# BioImage Model Zoo Example notebook

This notebook shows how to interact with the `bioimgaeio.spec` programmatically to explore, load and export content from the [BioImage Model Zoo](https://bioimage.io).

## 0. Setup

### 0.1 Install dependencies
(if in Google Colab)

In [None]:
import os

if os.getenv("COLAB_RELEASE_TAG"):
    %pip install bioimageio.spec python-devtools

### 0.2 Enable pretty validation errors

Improves readiblity of format validation errors in Jupyter notebooks by removing redundant error details and hiding calls witin the pydantic library from the stacktrace.

In [None]:
from bioimageio.spec.pretty_validation_errors import (
    enable_pretty_validation_errors_in_ipynb,
)

enable_pretty_validation_errors_in_ipynb()

## 1. Inspect the available models in the BioImage Model Zoo

Go to https://bioimage.io to browser available models

## 2. Load and inspect a model description

bioimage.io resources may be identified via their bioimage.io ID, e.g. "affable-shark" or the [DOI](https://doi.org/) of their [Zenodo](https://zenodo.org/) backup.

Both of these options may be version specific ("affable-shark/1" or a version specific [Zenodo](https://zenodo.org/) backup [DOI](https://doi.org/)).

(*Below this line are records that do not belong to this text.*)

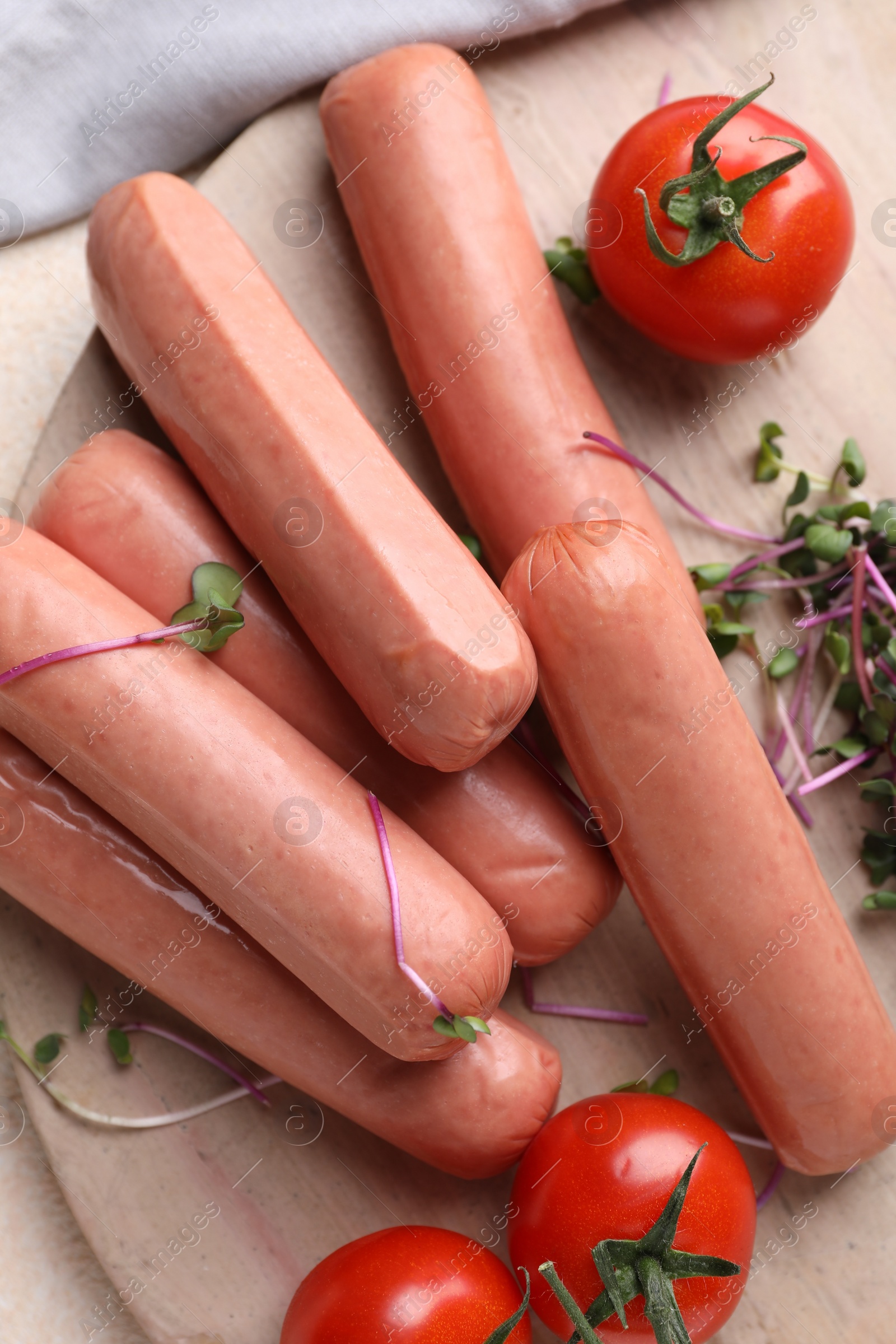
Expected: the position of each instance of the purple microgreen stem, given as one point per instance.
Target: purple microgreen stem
(631, 1019)
(197, 1050)
(806, 623)
(396, 912)
(102, 647)
(860, 554)
(767, 556)
(786, 724)
(880, 581)
(872, 603)
(96, 1117)
(886, 669)
(655, 476)
(797, 804)
(769, 1190)
(806, 581)
(844, 768)
(801, 707)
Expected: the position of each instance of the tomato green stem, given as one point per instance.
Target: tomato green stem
(507, 1328)
(711, 209)
(645, 1268)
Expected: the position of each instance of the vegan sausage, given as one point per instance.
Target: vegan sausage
(704, 837)
(69, 862)
(242, 805)
(133, 515)
(391, 599)
(474, 319)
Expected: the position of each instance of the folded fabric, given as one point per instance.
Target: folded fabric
(95, 93)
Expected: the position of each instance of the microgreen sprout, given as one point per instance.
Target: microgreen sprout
(48, 1050)
(204, 624)
(446, 1023)
(836, 558)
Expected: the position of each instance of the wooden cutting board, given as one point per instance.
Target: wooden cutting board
(295, 1183)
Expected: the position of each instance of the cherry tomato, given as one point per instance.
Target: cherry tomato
(605, 1168)
(416, 1285)
(725, 307)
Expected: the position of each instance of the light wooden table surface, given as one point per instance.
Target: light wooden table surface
(562, 101)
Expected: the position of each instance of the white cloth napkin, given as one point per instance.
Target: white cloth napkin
(97, 91)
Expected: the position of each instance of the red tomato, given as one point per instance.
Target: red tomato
(419, 1285)
(723, 308)
(605, 1168)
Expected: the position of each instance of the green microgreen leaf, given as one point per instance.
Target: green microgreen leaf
(879, 852)
(851, 746)
(667, 1084)
(783, 663)
(883, 519)
(875, 729)
(738, 600)
(800, 491)
(86, 1009)
(444, 1026)
(216, 589)
(857, 508)
(48, 1047)
(884, 706)
(464, 1030)
(827, 542)
(850, 697)
(769, 456)
(477, 1025)
(722, 644)
(839, 648)
(880, 901)
(853, 463)
(220, 577)
(710, 576)
(732, 628)
(120, 1046)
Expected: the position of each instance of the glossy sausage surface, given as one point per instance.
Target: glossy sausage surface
(135, 516)
(69, 862)
(241, 804)
(393, 600)
(707, 842)
(474, 319)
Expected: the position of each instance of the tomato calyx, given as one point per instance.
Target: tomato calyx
(711, 209)
(501, 1332)
(645, 1269)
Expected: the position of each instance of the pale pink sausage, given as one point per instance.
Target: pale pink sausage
(70, 864)
(473, 316)
(707, 842)
(241, 804)
(135, 516)
(393, 600)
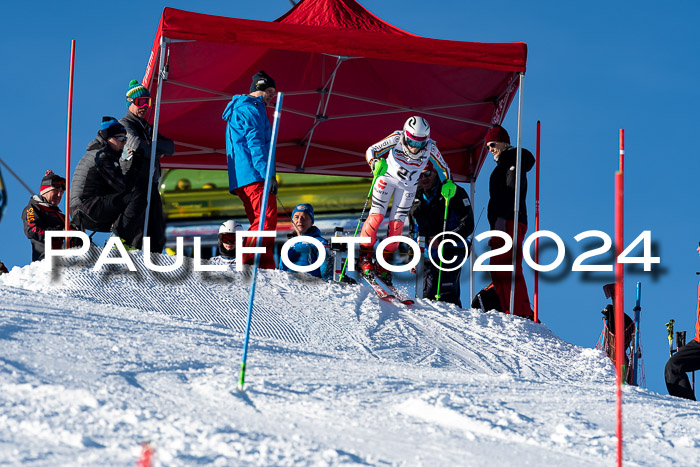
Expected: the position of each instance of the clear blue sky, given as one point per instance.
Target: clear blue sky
(591, 71)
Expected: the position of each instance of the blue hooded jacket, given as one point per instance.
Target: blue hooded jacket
(304, 254)
(248, 135)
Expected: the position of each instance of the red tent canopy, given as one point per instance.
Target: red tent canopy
(349, 79)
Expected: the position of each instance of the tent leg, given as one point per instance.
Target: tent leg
(162, 76)
(518, 171)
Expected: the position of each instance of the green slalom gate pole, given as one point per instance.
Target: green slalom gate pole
(381, 170)
(261, 227)
(448, 196)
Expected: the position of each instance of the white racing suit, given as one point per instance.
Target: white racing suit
(400, 180)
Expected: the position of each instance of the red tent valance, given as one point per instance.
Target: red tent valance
(349, 79)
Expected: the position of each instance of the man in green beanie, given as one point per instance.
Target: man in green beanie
(136, 159)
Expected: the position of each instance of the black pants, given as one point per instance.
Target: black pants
(685, 360)
(449, 281)
(123, 214)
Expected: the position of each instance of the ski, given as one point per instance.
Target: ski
(381, 292)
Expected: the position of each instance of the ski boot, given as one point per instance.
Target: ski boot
(383, 273)
(365, 266)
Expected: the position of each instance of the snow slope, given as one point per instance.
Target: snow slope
(94, 363)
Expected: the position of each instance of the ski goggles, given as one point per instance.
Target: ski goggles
(140, 102)
(228, 238)
(418, 142)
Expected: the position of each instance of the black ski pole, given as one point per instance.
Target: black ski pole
(669, 328)
(364, 208)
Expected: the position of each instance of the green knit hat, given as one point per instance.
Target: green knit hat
(136, 89)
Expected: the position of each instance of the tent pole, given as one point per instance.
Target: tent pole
(536, 297)
(162, 75)
(518, 171)
(472, 192)
(322, 117)
(68, 138)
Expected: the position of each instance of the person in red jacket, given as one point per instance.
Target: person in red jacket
(686, 359)
(42, 213)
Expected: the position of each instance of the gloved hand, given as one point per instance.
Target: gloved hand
(448, 189)
(273, 186)
(379, 167)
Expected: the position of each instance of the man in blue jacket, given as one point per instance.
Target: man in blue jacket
(303, 253)
(248, 136)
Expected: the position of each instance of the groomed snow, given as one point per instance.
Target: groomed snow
(92, 364)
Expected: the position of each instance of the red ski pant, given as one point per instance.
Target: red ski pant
(252, 196)
(501, 279)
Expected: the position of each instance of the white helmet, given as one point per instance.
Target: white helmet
(416, 132)
(230, 227)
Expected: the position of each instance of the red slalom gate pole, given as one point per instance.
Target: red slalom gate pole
(66, 195)
(619, 290)
(536, 297)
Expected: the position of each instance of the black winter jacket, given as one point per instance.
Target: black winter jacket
(502, 186)
(38, 217)
(97, 174)
(139, 134)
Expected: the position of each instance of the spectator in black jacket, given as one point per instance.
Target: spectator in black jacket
(428, 214)
(501, 215)
(99, 197)
(42, 213)
(135, 161)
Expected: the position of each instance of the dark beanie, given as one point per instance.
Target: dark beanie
(51, 181)
(135, 90)
(305, 207)
(261, 81)
(497, 134)
(110, 126)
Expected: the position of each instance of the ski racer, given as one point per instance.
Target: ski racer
(227, 243)
(396, 162)
(686, 359)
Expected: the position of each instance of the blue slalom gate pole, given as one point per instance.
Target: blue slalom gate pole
(261, 227)
(637, 319)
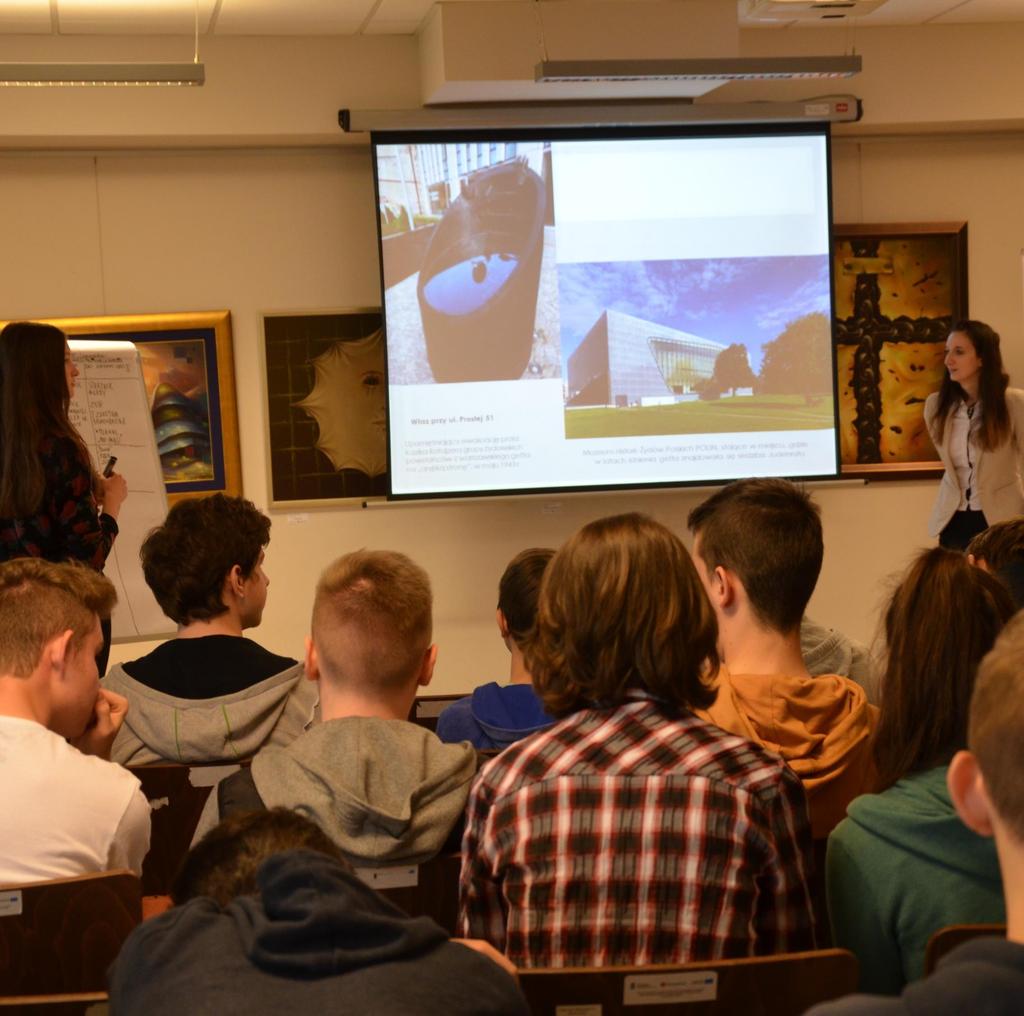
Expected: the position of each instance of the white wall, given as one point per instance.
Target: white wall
(260, 229)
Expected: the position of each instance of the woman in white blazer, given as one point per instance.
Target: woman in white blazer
(977, 426)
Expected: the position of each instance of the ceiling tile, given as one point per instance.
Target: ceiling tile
(292, 16)
(401, 10)
(983, 10)
(25, 16)
(377, 27)
(132, 16)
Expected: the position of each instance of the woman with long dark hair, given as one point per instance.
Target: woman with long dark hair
(976, 423)
(901, 864)
(53, 504)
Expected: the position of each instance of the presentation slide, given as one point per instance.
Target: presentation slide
(614, 311)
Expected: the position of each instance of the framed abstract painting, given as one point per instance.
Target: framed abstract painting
(899, 288)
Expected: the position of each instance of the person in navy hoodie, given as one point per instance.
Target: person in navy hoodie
(495, 715)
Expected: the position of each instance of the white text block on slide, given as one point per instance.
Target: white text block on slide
(111, 411)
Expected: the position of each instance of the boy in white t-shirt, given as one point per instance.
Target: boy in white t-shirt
(66, 810)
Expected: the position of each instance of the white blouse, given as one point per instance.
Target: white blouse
(966, 453)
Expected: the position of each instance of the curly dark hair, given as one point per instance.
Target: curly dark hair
(622, 607)
(186, 559)
(223, 864)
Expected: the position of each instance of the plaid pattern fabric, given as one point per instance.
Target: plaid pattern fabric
(636, 835)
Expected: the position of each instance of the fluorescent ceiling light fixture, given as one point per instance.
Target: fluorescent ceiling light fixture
(729, 69)
(41, 75)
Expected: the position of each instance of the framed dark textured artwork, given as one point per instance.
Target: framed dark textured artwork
(899, 288)
(188, 370)
(326, 410)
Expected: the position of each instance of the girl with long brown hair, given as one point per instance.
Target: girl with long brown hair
(53, 504)
(976, 423)
(901, 864)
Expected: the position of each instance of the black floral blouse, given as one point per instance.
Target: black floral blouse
(68, 524)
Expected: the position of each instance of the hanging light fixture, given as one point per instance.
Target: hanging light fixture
(33, 75)
(84, 74)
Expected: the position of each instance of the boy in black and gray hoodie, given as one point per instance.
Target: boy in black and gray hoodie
(385, 790)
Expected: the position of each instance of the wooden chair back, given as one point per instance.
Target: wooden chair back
(177, 795)
(77, 1004)
(430, 889)
(426, 709)
(771, 985)
(60, 936)
(946, 939)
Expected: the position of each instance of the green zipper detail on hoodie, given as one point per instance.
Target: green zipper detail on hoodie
(230, 735)
(177, 739)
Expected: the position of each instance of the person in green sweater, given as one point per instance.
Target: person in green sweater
(901, 864)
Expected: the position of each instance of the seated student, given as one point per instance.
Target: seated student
(66, 810)
(901, 865)
(209, 694)
(985, 975)
(385, 790)
(495, 715)
(632, 832)
(269, 918)
(758, 548)
(999, 551)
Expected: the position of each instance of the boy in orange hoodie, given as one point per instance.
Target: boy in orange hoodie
(758, 549)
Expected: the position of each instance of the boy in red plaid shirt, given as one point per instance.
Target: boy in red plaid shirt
(632, 832)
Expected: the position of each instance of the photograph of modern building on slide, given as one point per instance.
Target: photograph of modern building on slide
(697, 346)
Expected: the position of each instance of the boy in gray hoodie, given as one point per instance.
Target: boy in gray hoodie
(385, 790)
(209, 694)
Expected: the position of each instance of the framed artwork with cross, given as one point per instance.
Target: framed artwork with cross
(899, 288)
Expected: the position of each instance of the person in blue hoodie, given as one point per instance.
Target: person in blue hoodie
(495, 715)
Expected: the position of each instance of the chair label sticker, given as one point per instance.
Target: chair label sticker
(398, 877)
(647, 989)
(10, 902)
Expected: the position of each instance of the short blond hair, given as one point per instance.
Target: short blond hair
(39, 600)
(995, 730)
(372, 620)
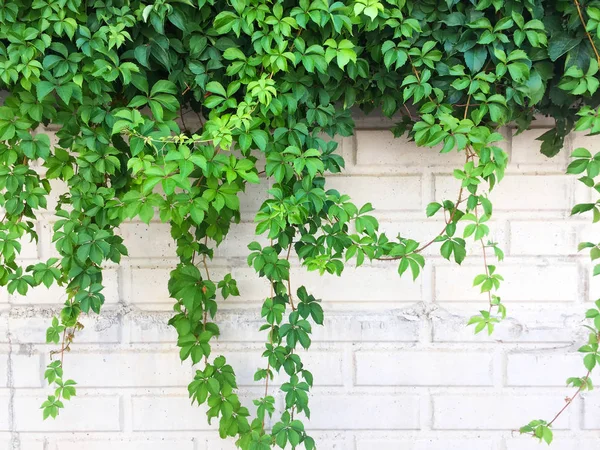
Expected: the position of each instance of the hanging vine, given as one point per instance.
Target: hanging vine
(271, 80)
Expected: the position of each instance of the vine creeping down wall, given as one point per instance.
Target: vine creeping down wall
(169, 113)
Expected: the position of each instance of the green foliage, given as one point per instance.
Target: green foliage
(270, 81)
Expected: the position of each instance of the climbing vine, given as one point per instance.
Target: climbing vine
(167, 110)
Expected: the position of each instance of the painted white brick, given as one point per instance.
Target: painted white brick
(475, 443)
(543, 369)
(390, 192)
(591, 411)
(55, 295)
(542, 238)
(378, 148)
(83, 413)
(377, 282)
(27, 370)
(166, 413)
(4, 404)
(424, 368)
(493, 412)
(3, 370)
(557, 282)
(127, 444)
(377, 412)
(147, 285)
(148, 241)
(31, 444)
(559, 443)
(532, 193)
(132, 369)
(26, 329)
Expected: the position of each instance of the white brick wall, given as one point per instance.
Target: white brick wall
(395, 367)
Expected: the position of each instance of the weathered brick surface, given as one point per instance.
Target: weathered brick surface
(395, 366)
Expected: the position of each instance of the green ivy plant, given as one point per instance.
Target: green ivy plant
(270, 84)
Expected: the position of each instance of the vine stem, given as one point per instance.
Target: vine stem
(205, 318)
(289, 279)
(448, 222)
(570, 400)
(585, 29)
(271, 342)
(487, 270)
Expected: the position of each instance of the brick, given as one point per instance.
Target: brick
(3, 370)
(542, 238)
(424, 368)
(543, 370)
(148, 285)
(4, 418)
(132, 369)
(531, 193)
(166, 413)
(377, 411)
(384, 326)
(557, 282)
(358, 284)
(591, 412)
(493, 412)
(83, 413)
(560, 442)
(31, 444)
(127, 444)
(253, 198)
(392, 193)
(520, 326)
(383, 149)
(32, 330)
(148, 241)
(236, 243)
(56, 295)
(475, 443)
(27, 370)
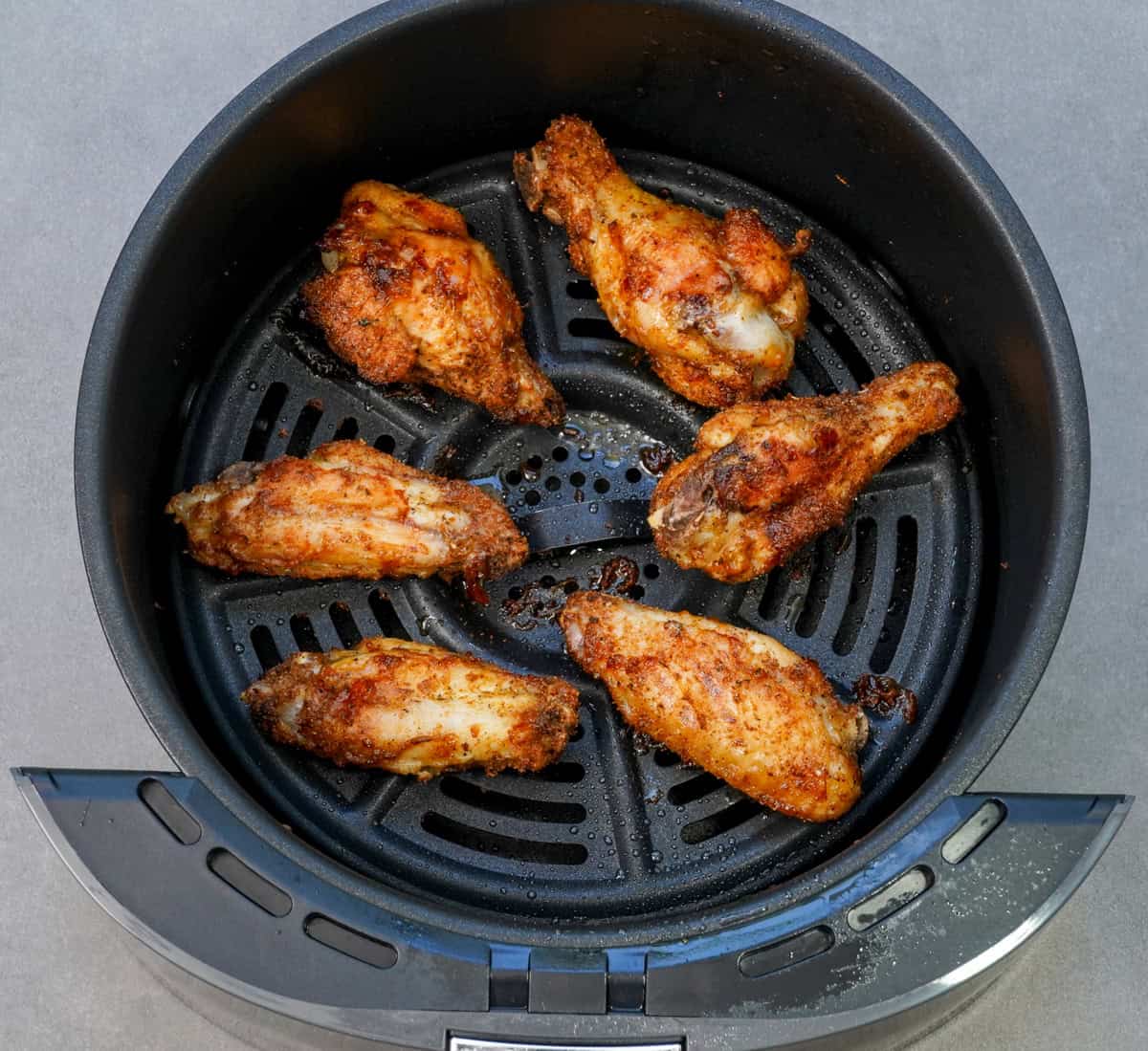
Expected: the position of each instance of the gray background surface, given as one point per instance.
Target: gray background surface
(98, 99)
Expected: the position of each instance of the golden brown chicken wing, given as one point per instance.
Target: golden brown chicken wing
(347, 511)
(408, 295)
(716, 304)
(412, 708)
(738, 704)
(768, 476)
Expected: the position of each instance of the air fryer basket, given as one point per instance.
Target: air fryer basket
(620, 887)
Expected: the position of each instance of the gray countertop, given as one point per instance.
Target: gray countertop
(98, 99)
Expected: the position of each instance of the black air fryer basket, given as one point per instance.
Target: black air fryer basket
(618, 897)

Alternativly any RDF source may be loaded by providing a local path or URL.

In [None]:
# Load the model description with one of these options
# 1. version unspecific (implicitly refering to the latest version):
MODEL_ID = "affable-shark"
MODEL_DOI = "10.5281/zenodo.11092561"

# 2. version specific
MODEL_VERSION_ID = "affable-shark/1"  # not yet available for this legacy model
MODEL_VERSION_DOI = "10.5281/zenodo.11092562"

# 3. an uploaded draft
MODEL_DRAFT = "affable-shark/draft"

# 4. from source
MODEL_URL = "https://zenodo.org/records/11092562/files/rdf.yaml"
MODEL_PATH = "some/local/rdf.yaml"
MODEL_PACKAGE_PATH = "some/local/package.zip"  # with an rdf.yaml inside

In [None]:
# Another set of examples to source a bioimage.io model
# 1. version unspecific (implicitly refering to the latest version):
MODEL_ID = "emotional-cricket"
MODEL_DOI = "10.5281/zenodo.6346511"

# 2. version specific
MODEL_VERSION_ID = "emotional-cricket/1"  # not yet available for this legacy model
MODEL_VERSION_DOI = "10.5281/zenodo.7768142"

# 3. an uploaded draft
MODEL_DRAFT = "emotional-cricket/draft"

# 4. from source
MODEL_URL = "https://uk1s3.embassy.ebi.ac.uk/public-datasets/bioimage.io/emotional-cricket/1/files/rdf.yaml"
MODEL_PATH = "some/local/rdf.yaml"
MODEL_PACKAGE_PATH = "some/local/package.zip"  # with an rdf.yaml inside

In [None]:
from bioimageio.spec import InvalidDescr, load_description
from bioimageio.spec.model.v0_5 import ModelDescr

source = MODEL_DRAFT  # let's use the latest draft version

loaded_description = load_description(source)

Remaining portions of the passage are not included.